Discovery of Introns
The discovery of introns came as a surprise to researchers in the 1970s who expected that pre-mRNAs would specify protein sequences without further processing, as they had observed in prokaryotes. The genes of higher eukaryotes very often contain one or more introns. While these regions may correspond to regulatory sequences, the biological significance of having many introns or having very long introns in a gene is unclear. It is possible that introns slow down gene expression because it takes longer to transcribe pre-mRNAs with lots of introns. Alternatively, introns may be nonfunctional sequence remnants left over from the fusion of ancient genes throughout evolution. This is supported by the fact that separate exons often encode separate protein subunits or domains. For the most part, the sequences of introns can be mutated without ultimately affecting the protein product.
All introns in a pre-mRNA must be completely and precisely removed before protein synthesis. If the process errs by even a single nucleotide, the reading frame of the rejoined exons would shift, and the resulting protein would be dysfunctional. The process of removing introns and reconnecting exons is called splicing. Introns are removed and degraded while the pre-mRNA is still in the nucleus. Splicing occurs by a sequence-specific mechanism that ensures introns will be removed and exons rejoined with the accuracy and precision of a single nucleotide. The splicing of pre-mRNAs is conducted by complexes of proteins and RNA molecules called spliceosomes.
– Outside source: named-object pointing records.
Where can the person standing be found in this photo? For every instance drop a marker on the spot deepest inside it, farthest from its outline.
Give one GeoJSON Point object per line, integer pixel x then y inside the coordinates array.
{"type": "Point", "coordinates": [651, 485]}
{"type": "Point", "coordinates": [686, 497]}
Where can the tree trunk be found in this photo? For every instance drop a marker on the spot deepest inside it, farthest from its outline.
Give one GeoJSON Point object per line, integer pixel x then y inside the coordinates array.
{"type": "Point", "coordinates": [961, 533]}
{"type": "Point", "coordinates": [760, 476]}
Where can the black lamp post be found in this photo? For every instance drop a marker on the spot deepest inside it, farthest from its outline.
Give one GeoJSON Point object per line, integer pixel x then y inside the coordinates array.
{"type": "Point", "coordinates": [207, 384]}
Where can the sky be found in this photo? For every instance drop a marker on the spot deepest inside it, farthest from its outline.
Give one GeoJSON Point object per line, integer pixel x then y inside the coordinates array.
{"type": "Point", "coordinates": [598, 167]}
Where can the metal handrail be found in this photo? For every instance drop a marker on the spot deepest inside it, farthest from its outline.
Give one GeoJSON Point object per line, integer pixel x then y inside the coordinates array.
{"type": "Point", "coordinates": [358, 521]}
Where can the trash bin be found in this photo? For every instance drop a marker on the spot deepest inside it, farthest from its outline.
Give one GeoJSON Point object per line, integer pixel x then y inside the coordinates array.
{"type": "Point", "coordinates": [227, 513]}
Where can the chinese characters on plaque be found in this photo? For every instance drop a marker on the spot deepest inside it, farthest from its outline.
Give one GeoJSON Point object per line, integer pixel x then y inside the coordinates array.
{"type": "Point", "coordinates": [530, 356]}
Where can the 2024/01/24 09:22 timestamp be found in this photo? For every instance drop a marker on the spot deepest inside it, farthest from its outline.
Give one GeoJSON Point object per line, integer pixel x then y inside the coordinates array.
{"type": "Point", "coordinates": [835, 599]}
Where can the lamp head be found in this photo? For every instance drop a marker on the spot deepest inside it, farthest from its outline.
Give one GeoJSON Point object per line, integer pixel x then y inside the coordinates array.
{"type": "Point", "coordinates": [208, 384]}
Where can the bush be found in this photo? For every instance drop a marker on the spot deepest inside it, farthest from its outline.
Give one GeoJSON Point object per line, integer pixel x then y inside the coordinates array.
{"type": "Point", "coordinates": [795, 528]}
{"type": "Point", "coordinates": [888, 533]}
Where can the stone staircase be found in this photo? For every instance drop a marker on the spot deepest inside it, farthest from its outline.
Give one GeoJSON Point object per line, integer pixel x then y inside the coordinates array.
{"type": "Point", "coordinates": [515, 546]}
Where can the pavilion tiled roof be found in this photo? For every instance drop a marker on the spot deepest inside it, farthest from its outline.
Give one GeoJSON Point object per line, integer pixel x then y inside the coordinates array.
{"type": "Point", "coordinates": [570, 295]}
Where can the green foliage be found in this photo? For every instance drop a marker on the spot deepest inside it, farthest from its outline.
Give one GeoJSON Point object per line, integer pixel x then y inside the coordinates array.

Each spliceosome is composed of five subunits called snRNPs (for small nuclear ribonucleoparticles, and pronounced “snurps”.) Each snRNP is itself a complex of proteins and a special type of RNA found only in the nucleus called snRNAs (small nuclear RNAs). Spliceosomes recognize sequences at the 5′ end of the intron because introns always start with the nucleotides GU and they recognize sequences at the 3′ end of the intron because they always end with the nucleotides AG. The spliceosome cleaves the pre-mRNA’s sugar phosphate backbone at the G that starts the intron and then covalently attaches that G to an internal A nucleotide within the intron. Then the spliceosme connects the 3′ end of the first exon to the 5′ end of the following exon, cleaving the 3′ end of the intron in the process. This results in the splicing together of the two exons and the release of the intron in a lariat form.